The Russian government-backed threat actor known as APT28 has been observed using lures related to the Israel-Hamas conflict to deliver a custom backdoor named ‘Headlace,’ according to a recent report from the IBM X-Force threat research team.
The latest APT28 campaign (the adversary is also known in the cybersecurity community as UAC-028, Fancy Bear, Forest Blizzard (formerly Strontium), Sednit, Sofacy, TA422 and ITG05) is directed against targets based in at least 13 nations worldwide, including Hungary, Türkiye, Australia, Poland, Belgium, Ukraine, Germany, Azerbaijan, Saudi Arabia, Kazakhstan, Italy, Latvia and Romania.
The campaign involves phishing emails using lures associated with the United Nations, the Bank of Israel, the United States Congressional Research Service, the European Parliament, a Ukrainian think tank and an Azerbaijan-Belarus Intergovernmental Commission. These decoys are aimed at entities with direct influence on the allocation of humanitarian aid, primarily those based in Europe, the researchers said.
Some of the observed lure documents contained a .RAR archive exploiting the CVE-2023-38831 file extension spoofing vulnerability, while others used DLL-hijacking to run the Headlace backdoor.
Headlace is a multi-component malware including a dropper, a VBS launcher and a backdoor using MSEdge in headless mode to continuously download secondary payloads, likely to exfiltrate credentials and sensitive information.

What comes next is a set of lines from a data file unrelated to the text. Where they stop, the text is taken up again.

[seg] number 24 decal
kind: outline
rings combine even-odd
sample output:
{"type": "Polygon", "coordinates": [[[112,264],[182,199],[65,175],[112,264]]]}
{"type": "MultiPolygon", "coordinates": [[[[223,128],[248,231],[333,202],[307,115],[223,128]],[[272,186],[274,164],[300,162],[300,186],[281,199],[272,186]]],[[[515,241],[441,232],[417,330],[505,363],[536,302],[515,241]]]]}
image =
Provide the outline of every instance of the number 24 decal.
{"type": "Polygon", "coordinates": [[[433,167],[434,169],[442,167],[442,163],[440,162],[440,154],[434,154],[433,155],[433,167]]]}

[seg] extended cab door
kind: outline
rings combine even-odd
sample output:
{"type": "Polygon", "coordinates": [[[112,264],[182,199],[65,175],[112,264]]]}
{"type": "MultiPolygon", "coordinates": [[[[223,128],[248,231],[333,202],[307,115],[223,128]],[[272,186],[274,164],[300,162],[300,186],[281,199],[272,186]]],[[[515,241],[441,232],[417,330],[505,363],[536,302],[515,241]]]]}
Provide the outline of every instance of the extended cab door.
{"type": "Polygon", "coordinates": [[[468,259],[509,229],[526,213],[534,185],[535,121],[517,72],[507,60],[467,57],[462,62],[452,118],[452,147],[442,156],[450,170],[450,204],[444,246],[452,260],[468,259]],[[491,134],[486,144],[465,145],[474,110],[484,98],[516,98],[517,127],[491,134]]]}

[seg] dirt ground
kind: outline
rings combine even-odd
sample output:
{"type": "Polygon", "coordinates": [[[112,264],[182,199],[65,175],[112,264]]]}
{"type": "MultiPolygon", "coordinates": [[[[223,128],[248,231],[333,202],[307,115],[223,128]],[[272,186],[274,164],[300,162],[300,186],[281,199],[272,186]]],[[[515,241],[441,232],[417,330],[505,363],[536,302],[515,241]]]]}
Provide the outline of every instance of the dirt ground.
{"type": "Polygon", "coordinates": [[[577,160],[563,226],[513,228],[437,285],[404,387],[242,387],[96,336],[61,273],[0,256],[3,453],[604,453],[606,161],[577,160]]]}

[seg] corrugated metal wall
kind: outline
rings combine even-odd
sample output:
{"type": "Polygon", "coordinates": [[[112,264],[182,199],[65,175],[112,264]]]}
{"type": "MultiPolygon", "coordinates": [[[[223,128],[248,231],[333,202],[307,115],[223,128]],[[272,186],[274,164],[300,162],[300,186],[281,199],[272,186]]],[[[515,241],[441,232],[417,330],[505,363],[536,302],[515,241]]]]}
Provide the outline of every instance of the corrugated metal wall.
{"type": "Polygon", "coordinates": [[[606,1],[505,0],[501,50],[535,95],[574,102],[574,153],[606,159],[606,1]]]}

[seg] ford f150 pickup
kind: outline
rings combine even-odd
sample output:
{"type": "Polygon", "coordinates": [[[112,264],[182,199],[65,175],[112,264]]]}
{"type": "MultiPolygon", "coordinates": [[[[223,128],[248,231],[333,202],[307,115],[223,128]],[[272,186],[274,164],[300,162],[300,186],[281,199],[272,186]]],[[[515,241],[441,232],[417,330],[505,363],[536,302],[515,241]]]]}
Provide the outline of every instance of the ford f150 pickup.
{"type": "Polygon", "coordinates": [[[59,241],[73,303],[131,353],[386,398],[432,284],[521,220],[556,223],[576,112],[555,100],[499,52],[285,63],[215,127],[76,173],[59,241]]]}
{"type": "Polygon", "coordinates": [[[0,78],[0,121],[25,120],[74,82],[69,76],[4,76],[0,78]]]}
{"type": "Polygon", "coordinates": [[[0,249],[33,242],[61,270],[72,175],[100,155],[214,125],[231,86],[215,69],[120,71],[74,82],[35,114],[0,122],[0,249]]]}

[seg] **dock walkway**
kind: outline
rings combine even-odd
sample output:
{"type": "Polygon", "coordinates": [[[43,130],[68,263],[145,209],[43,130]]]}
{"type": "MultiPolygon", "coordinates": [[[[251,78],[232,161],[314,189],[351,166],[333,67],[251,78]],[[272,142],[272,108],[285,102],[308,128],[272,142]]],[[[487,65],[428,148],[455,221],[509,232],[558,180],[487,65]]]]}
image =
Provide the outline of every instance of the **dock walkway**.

IBM X-Force said they observed three execution chains used by the threat actor to deploy Headlace - two of them involve the exploitation of CVE-2023-38831 and the use of the DLL-hijacking, while the third method is direct execution via a fake Windows update script.
“X-Force assesses with high confidence that ITG05 will continue to leverage attacks against diplomatic and academic centers to provide the adversary with advanced insight into emergent policy decisions,” the team concluded.
Earlier this month, APT28 was observed exploiting a critical Net-NTLMv2 hash leak vulnerability (CVE-2023-23397) in the Microsoft Outlook email service to hijack email accounts on MS Exchange servers, as well as to target multiple European NATO member countries, including a NATO Rapid Deployable Corps.